A escravatura é uma afronta a todos os homens e todas as mulheres livres, na verdade
a toda a Humanidade. Novas formas de escravidão, tais como a exploração de
crianças para fins sexuais, o trabalho infantil, o trabalho forçado, a
servidão, o trabalho de imigrantes ilegais, o trabalho familiar, a escravatura
com fins rituais ou religiosos e o tráfico de seres humanos, colocam outros
tantos desafios que temos de enfrentar com toda a urgência.
[…]
Além disso, é urgente promulgar leis e tomar medidas para garantir que
as novas formas de exploração e de opressão a que estamos a assistir não se
transformam, a prazo, em escravatura. Mas é também urgente garantir que aqueles
que se dedicam a práticas esclavagistas serão identificados e impedidos de
fazer o mal.
A História anda devagar quando se trata de garantir o respeito pelos direitos
humanos. Ignorar isso é quase tão perigoso como pensarmos que nada muda. E nem
a existência de escravatura ao longo dos tempos pode justificar a escravatura
nos dias de hoje, nem a existência da escravatura contemporânea pode servir
para desvalorizar a dimensão e a violência da escravatura no passado. Pelo
contrário, o conhecimento histórico pode e deve ser um tónico poderoso para o
nosso sobressalto cívico, sempre que a dignidade humana é posta em causa.

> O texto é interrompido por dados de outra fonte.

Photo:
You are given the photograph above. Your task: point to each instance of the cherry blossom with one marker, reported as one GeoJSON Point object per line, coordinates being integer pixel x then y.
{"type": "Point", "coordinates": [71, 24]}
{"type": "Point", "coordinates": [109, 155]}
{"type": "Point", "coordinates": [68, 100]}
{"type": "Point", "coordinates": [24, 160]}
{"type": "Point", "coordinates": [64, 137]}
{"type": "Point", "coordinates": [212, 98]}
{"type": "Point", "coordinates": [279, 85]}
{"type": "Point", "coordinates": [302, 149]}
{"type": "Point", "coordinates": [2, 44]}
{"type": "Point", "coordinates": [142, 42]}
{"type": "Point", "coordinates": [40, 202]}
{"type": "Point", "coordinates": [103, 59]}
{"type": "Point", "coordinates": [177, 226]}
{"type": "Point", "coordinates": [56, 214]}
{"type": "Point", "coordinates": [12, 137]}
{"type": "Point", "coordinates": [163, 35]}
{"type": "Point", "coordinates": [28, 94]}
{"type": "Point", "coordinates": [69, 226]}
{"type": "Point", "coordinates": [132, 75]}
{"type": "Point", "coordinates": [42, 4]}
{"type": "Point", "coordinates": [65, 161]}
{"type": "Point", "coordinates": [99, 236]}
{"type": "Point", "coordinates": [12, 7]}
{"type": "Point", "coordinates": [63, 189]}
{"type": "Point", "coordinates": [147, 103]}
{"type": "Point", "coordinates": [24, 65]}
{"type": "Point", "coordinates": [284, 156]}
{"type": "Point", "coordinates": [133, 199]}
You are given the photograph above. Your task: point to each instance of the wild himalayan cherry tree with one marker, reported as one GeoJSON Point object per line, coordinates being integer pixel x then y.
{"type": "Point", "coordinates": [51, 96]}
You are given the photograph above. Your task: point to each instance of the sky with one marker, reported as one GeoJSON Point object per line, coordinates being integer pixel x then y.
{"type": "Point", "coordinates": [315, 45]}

A componente africana do tráfico
Em meados do século XVIII, um velho chefe africano da Costa da Mina,
talvez antepassado longínquo de Kofi Annan, que nasceu no Gana, comentava para
um mercador de escravos dinamarquês:
Sois vós, vós os brancos, quem trouxe o mal para o meio de nós. Será
que, se vocês não tivessem vindo ter connosco como compradores, nós nos
teríamos vendido uns aos outros? A avidez com que procuramos as vossas
mercadorias sedutoras, o gosto que temos pela vossa aguardente, faz com que um
irmão não possa ter confiança no seu irmão, um amigo no seu amigo, e às vezes
nem mesmo um pai possa ter confiança no seu filho. Nós tínhamos aprendido com
os nossos pais que só os malfeitores que tivessem cometido três assassínios
eram lapidados ou afogados, mas a punição para os delitos ordinários era que o
faltoso devia trazer, durante um, dois ou três dias seguidos, um grande molho de
lenha a casa do ofendido e pedir-lhe perdão de joelhos.
[…]
Outrora, quando sucedia alguma coisa importante, pedíamos conselho ao
nosso feiticeiro, seguíamos o seu conselho e sentíamo-nos bem com isso.
Um texto deste tipo, nunca saberemos se reflecte o pensamento do alegado
autor do testemunho ou o daquele que o recolheu. De qualquer modo, são
levantadas questões importantes a que teremos de voltar. Uma, a da atracção das
comunidades africanas pelas mercadorias de origem europeia (produtos de
prestígio ou bens de consumo até então desconhecidos) e de como isso pôde
alterar algumas das relações sociais preexistentes. Outra, a da insegurança
provocada pela escravização arbitrária por parte dos poderosos. E, também, a
deterioração das relações de vizinhança (neste caso com os povos do interior) e
a percepção da quebra demográfica. Sobrepondo-se a tudo isso, há, porém, a
pergunta de sempre: será que, sem a chegada dos europeus, africanos teriam vendido africanos a outros africanos?» In
Arlindo Manuel Caldeira, Escravos e Traficantes no império português, O
Comércio Negreiro no Atlântico durante os séculos XV a XIX, A Esfera dos
Livros, Lisboa, 2013, ISBN 978-989-626-478-9.